We’re starting to get the message. Water and energy DO mix, and what you do to manage one will impact the overall use of the other.  As an example, according to the California Energy Commision’s 2005 Repoprt, California’s Water-Energy Relationship , water-related energy use consumes 19% of California’s electricity, 30% of natural das, and 88 billion gallons of diesel fuel every year. That means that every time you use water, you are using embeded energy – the energy to have transported and treated the source water for end use.  Even if you are in a city that reuses blackwater in the form of recycled water, there’s a good deal of energy use embedded in this effective water reuse strategy. Just moving the water from Northern California to Southern California through the State Water Project consumes 2% of total California energy use, as it pumps the water up and over the Tehachapi Pass.

 

At the same time, water is also embedded in energy production and use. In fact, thermonuclear power plants withdraws more water than any other use of water in the U.S., totalling 41% of all US water use. As we use energy, we are using the water embedded to produce it. As we use water, we are using the energy needed to transport and treat it.

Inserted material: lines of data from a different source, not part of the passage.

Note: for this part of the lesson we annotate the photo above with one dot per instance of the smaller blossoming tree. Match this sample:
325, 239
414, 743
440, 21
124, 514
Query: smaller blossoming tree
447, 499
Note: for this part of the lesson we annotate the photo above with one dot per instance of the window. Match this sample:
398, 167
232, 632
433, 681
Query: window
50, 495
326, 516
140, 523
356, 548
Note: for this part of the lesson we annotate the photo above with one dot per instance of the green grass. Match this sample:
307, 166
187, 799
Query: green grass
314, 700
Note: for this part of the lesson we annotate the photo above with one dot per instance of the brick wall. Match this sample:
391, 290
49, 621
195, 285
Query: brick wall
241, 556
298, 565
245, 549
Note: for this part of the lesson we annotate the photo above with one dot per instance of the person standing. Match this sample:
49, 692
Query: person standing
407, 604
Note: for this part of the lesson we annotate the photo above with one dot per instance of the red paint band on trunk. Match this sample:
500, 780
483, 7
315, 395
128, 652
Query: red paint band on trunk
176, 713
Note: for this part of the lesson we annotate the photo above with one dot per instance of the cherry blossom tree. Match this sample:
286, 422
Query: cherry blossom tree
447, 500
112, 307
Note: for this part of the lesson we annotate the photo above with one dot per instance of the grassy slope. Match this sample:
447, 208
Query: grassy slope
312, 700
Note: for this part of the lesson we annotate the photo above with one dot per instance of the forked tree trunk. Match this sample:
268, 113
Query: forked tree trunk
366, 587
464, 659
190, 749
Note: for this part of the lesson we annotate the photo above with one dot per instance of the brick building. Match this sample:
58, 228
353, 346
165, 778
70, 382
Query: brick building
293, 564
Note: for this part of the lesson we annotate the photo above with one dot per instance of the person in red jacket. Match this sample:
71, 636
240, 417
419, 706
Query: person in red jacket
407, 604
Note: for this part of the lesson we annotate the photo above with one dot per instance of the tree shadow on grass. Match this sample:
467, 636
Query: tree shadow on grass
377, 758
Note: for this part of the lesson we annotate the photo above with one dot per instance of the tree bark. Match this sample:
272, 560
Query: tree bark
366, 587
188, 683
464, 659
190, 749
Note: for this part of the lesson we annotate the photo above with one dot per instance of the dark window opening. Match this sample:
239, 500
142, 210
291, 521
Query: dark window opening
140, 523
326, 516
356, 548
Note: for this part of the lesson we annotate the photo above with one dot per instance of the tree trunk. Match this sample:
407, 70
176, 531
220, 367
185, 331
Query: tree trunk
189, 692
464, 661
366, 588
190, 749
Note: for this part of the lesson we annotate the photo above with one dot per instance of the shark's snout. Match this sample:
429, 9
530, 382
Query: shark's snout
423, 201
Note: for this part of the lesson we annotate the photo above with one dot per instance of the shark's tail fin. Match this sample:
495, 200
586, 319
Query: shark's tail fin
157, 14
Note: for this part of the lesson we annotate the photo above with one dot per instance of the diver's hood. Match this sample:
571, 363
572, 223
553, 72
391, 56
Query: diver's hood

Technologies that can reduce water or energy use are ultimately saving water. Bonus points go to NovaThermal Energy which Today a Philadelphia-based company, NovaThermal Energy, “announced its first U.S. project to warm a building with heat from sewage. The building, the Southeast Water Pollution Control Facility in Philadelphia, will house the 1 million BTU/hour unit in its basement, where it will directly access and transfer heat from an adjacent sewage channel. The wastewatergeothermal system combines a water source heat pump with a filtration device to transfer heat energy directly from sewage. By using the pipes already in the ground, the system eliminates the need to dig costly geothermal wells.”

Turns out this is not “wastewater” afterall, but a source of power!  Poo power!